Burial – Untrue (London), 2006

Few albums ever achieve cult status, yet this melancholic low-fi effort by Burial achieves just that. Mystifying both listeners and producers with his madcap use of digital sampling - warping sonic cues from game sound effects and YouTube song covers - Untrue is essential a story about London, the endless wandering and night bus chats. Made a year after the London bombings, the album has a liminal sense of eeriness and darkness, the soundtrack to a city disturbed, flawed and heartbroken. In an interview with The Wire, Burial revealed "London’s part of me, I'm proud of it, but it can be dark, sometimes recently I don't even recognise it."

4

Ryuichi Sakamoto – async (Tokyo)

Released in 2017, async is Ryuichi Sakamoto’s sixteenth solo album is an ambient and introspective work that revisits the nuanced moods that have defined his four-decade career - from the Grammy-winning score of The Last Emperor (1989) to the synth-soaked melodies of his 1970s J-pop band Yellow Magic Orchestra. It's hard to pinpoint this album to a single place - async draws on field recordings and textures from New York, Paris, Kyoto, and Tokyo. Yet, Sakamoto remains one of Tokyo’s most famous musical sons, and it’s hard not to hear the album’s soft keys, reflective tone, and subtle precision as somehow reflective of the Japanese capital. Given the magnitude of his legacy, the broader question is whether Tokyo has shaped his music, or if the sounds we now associate with Tokyo have been shaped by him.

5

Björk – Homogenic (Iceland), 1997


Is it possible to mention Iceland without talking about Björk? The singer has ridiculed outsiders' obsession with connecting left-field Icelandic music with its staggering scenery, filming absurd scenes like a tea party in a crater in the 1988 song 'Birthday', when she was part of the Sugarcubes.

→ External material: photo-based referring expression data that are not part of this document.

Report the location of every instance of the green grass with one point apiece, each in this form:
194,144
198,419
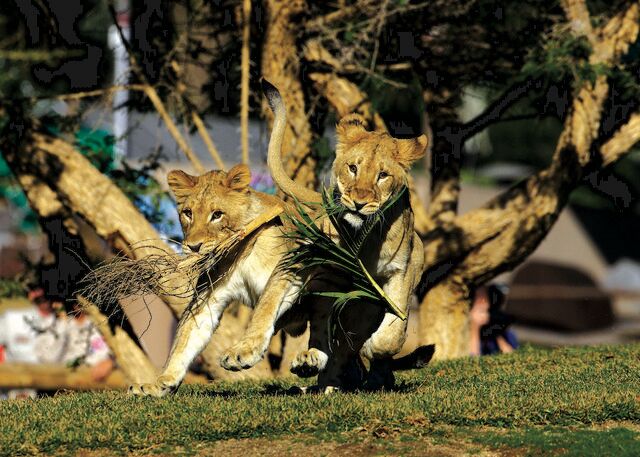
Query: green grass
563,402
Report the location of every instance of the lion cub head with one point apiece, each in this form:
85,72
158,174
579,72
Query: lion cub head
212,206
370,167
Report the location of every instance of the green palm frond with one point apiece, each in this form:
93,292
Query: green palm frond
314,249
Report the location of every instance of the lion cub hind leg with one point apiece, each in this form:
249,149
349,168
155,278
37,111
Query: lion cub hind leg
314,360
309,363
280,294
194,332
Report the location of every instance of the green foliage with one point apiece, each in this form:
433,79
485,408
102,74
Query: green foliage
137,182
316,249
564,56
451,402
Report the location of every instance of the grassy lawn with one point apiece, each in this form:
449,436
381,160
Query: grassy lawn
574,401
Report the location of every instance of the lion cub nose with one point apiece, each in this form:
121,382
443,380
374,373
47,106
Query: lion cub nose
194,247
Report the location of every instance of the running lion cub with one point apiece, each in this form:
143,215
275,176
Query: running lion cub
213,207
369,169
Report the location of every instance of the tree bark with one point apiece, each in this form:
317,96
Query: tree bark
527,211
58,180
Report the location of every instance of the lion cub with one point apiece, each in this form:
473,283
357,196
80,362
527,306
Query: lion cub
369,169
212,208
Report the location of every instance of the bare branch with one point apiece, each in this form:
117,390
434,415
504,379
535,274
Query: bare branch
204,134
244,85
578,15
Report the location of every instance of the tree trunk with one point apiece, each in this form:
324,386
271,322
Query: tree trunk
58,180
529,209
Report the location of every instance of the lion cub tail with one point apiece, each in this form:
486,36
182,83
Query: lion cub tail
274,156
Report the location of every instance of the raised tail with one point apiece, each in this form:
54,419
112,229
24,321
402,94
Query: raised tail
274,156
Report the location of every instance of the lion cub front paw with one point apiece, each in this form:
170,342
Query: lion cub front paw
309,363
160,388
241,356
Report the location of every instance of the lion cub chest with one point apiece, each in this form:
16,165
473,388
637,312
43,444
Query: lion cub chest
246,280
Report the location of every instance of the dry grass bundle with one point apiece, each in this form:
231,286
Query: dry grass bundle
185,276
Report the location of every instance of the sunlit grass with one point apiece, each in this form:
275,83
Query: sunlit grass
530,389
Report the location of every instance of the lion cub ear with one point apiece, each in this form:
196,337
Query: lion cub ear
351,128
411,150
238,178
181,184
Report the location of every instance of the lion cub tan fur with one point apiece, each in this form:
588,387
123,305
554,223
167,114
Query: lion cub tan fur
213,207
369,168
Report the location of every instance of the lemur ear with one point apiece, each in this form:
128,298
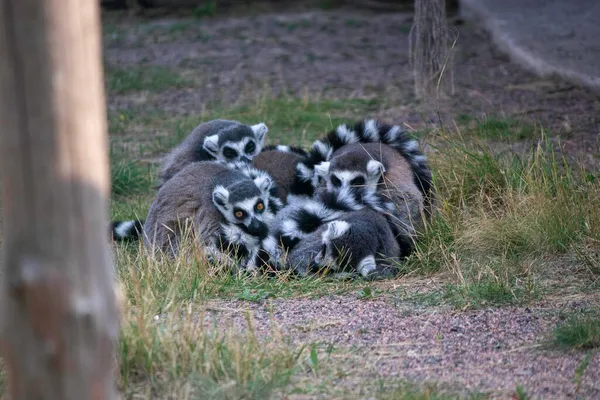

Despite this, Homogenic, is actually about Iceland: "It's Björk goes home", she told press at the time. With throbbing, tense tracks like 'Hunter', she channels the unrestrained, the carnal, making it tempting for us to connect the track to the remote wilds of Icelandic nature. Yet of course, Homogenic is more than a surface-level connection deduced by music journalists. It's conceptual, conflicting, emotive and spiritual. It's intimately Iceland in a way that Björk knows it, not that we do.